Mettre les prestations au goût du jour

Outre les problèmes de commercialisation tardive et de précarité des sillons, les trains de nuit de la SNCF n'offrent plus que des places assises en siège inclinable, soit la prestation la plus économique, et des couchettes à 6 places en seconde classe et 4 en première classe. Entre les deux, hormis l'espace disponible par voyageur, aucune différence en matière de confort et de service. Pas de prise 220 V, pas de possibilité de basculer en places assises (contrairement au matériel de la DB ou de Thello), pas de douche (même collective) et encore moins de service de restauration : même pas un distributeur dans le train.

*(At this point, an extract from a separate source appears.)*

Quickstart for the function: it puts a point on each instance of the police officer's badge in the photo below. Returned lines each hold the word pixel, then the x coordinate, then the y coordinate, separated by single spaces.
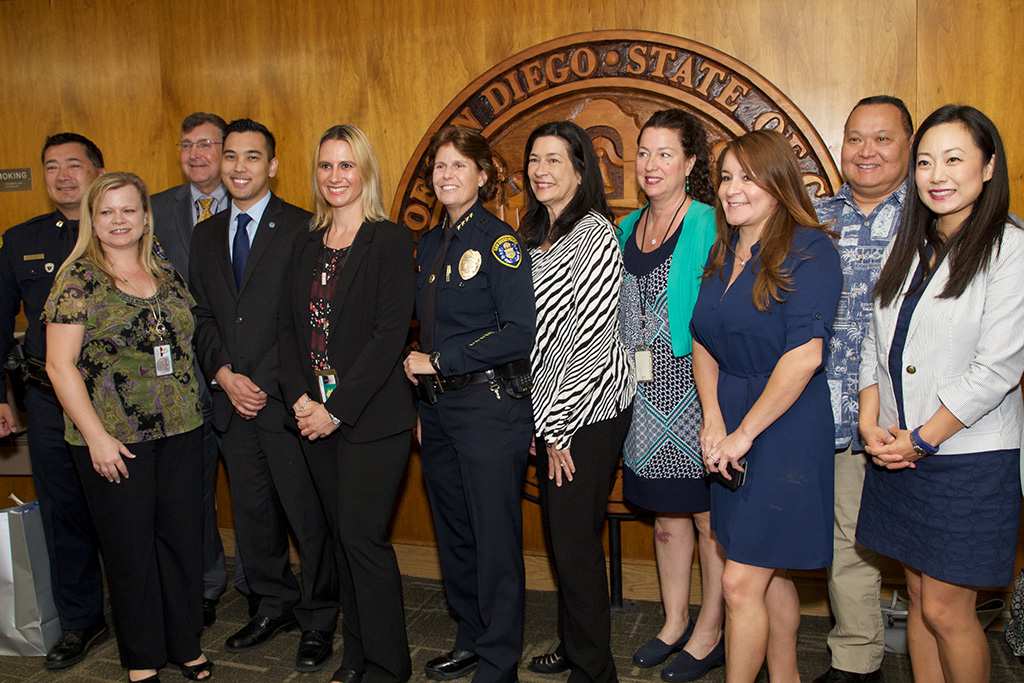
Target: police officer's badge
pixel 507 251
pixel 469 264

En guise de service, la SNCF ne propose qu'une bouteille d'eau et une pochette contenant des bouchons d'oreilles, une serviette nettoyante et des chaussettes pour se tenir les pieds au chaud. Car de surcroît, le « sac à viande » n'est pas des plus confortables ni des plus chauds.

En 2016-2017, la location de deux voitures de première classe aux chemins de fer russes sur la liaison Paris - Nice a permis de tester un nouveau confort sur la clientèle. Le principe est intéressant mais pour quelles suites alors que dans le même temps, la disparition de la liaison a été annoncée, d'abord à l'été 2017, puis au 1er octobre et enfin au 10 décembre pour le service annuel 2018. Proposer un nouveau service après avoir entériné sa suppression : quel cynisme !

La comparaison avec d'autres services de trains de nuit en Europe montre le retard des prestations offertes en France et facilitent la définition des standards de trains de nouvelle génération :

  • insonorisation élevée des fenêtres mais aussi des cloisons entre compartiments ;
  • prise de courant 220 V, prise USB ;
  • couette confortable pour tous ;
  • cabinet de toilette intégré (avec lavabo), au moins une douche par voiture en première classe ;
  • en premium, la cabine à 2 places avec douche et WC intégrés pour une prestation haut de gamme ;
  • service de restauration à bord et petit déjeuner offert aux voyageurs de première classe.